Before providing the detailed steps of the algorithm, let us first focus on the steps of the algorithm at any time instance $t$. Consider the section of the trellis at any time instance $t$ as illustrated in Figure 4. For the sake of simplicity of notation, we will not use the subscript $t$ in this discussion. Let $r_1$ and $r_2$ be the received bits associated with this section of the trellis. Observe that in any trellis section, there are total $8$ paths from a present state to next state. The path metric associated with any path is equal the Hamming distance $d_H([r_1 r_2], [v_{t-1}^{(0)} v_{t-1}^{(1)}])$ between the vector $[r_1 r_2]$ and codebits $[v_{t-1}^{(0)} v_{t-1}^{(1)}]$ associated with that path.
Let $a_i$ and $b_i$ be the state metrics associated with the state $S_i$ at present and next time instances respectively, for $i = 1, 2, \ldots, 4$. Suppose the state metrics $a_i$ associated with the present states are known. Then the state metrics $b_i$ associated with the next states are computed as illustrated in Figure 4. Observe that at time instant $t+1$, there are exactly two arriving paths at any state and the computation of $b_i$ corresponds to choosing the path with minimum weight. Further at any next state, discard the arriving path that corresponds to larger value.If there are ties, discard any path arbitrarily.

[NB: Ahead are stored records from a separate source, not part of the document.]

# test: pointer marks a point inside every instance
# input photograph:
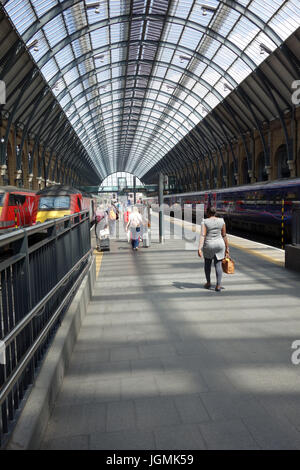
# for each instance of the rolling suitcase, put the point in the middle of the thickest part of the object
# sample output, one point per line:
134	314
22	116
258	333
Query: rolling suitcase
146	243
104	240
104	244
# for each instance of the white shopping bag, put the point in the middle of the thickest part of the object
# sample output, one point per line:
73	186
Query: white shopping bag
104	233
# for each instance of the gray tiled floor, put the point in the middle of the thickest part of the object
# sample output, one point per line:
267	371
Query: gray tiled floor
162	363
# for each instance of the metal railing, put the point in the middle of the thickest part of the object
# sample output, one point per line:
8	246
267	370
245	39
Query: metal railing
296	223
41	268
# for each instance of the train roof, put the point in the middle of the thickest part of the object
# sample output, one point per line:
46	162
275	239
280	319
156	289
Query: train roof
246	187
9	189
58	190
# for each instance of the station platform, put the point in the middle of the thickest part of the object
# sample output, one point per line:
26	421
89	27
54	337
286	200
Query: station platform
162	363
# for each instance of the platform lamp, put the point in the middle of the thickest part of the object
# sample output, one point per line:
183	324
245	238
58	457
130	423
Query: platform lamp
206	8
4	166
183	58
227	87
34	45
264	49
94	6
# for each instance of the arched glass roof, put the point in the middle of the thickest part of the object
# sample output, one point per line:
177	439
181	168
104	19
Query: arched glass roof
134	77
120	179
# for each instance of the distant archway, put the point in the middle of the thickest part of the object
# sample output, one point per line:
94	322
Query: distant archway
281	161
232	180
245	174
221	177
260	165
120	181
10	171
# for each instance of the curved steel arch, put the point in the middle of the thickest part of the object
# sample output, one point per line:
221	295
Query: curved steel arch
124	19
236	125
66	4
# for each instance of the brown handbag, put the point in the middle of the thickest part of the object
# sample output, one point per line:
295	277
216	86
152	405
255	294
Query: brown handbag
228	265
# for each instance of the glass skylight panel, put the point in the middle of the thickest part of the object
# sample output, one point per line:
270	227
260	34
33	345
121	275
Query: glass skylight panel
172	32
55	30
49	69
243	33
75	18
265	8
43	46
190	38
64	56
254	51
239	70
115	8
21	14
287	20
43	6
224	57
75	91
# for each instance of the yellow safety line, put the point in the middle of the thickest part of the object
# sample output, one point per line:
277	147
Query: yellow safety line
250	251
99	256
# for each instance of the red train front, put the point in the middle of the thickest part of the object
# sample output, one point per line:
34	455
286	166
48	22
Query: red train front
17	207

For example, suppose $a_1 = 1, a_2=2,$ and $[r_1 r_2] = [1 0]$. Then $b_1$ will be computed as follows
$b_1$ $=$ $\min(a_1+d_H\big([r_1 r_2], [0 0]\big), a_2+d_H\big([r_1 r_2], [1 1]\big)\Big)$
$=$ $\min\Big(1+d_H\big([1 0], [0 0]\big), 2+d_H\big([1 0], [1 1]\big)\Big)$
$=$ $\min\Big(1+1, 2+1\Big)$
$=$ $2.$
The path from $S_2$ to $S_1$ is discarded from the trellis since it has a larger weight.

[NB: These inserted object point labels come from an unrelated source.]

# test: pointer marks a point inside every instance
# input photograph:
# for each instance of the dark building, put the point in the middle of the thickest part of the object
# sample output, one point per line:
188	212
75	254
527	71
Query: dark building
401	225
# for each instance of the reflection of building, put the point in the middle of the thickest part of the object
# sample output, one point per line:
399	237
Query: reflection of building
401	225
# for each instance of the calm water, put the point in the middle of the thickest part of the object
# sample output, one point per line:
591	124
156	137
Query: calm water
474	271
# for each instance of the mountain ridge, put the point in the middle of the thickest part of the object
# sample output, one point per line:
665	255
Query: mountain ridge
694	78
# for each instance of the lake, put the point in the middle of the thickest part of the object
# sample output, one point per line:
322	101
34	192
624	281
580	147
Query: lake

It can be observed from the previous paragraph that, for every state at any time instant $t$, the arriving path with the minimum Hamming weight is chosen. This forms the key idea of the Viterbi algorithm. We are now ready now summarize the steps of Viterbi algorithm.

Forward pass :

At time instant $t=0$: The initial metric associated with state $S_1$ is set to $0$ and the metrics associated with the remaining states are set to $\infty$ (see Figure 5).
For time instances $t=1, 2, \ldots, N-1$: At any time instant $t$, the metric associated with every next state is obtained using the state metrics of the previous states. Detailed steps towards this are described in the previous paragraphs. Further, an arriving path to the given state with larger weight is discarded. In Figure 5, discarded paths are indicated using thin lines. This is done sequentially as we move from left to right till we reach to the end of trellis diagram.

Reverse pass :

At the end of the trellis, choose the state with the minimum value. For example in Figure 5, state $S_1$ has the minimum value. This is indicated using bold black box. If there are multiple states with the same minimum value, choose any state arbitrarily.
Starting from a state with the minimum value, trace back along the path from right to left till we reach to the beginning of the trellis. This path corresponds to the decoded codebit stream. Figure 5, this is indicated using thick black lines.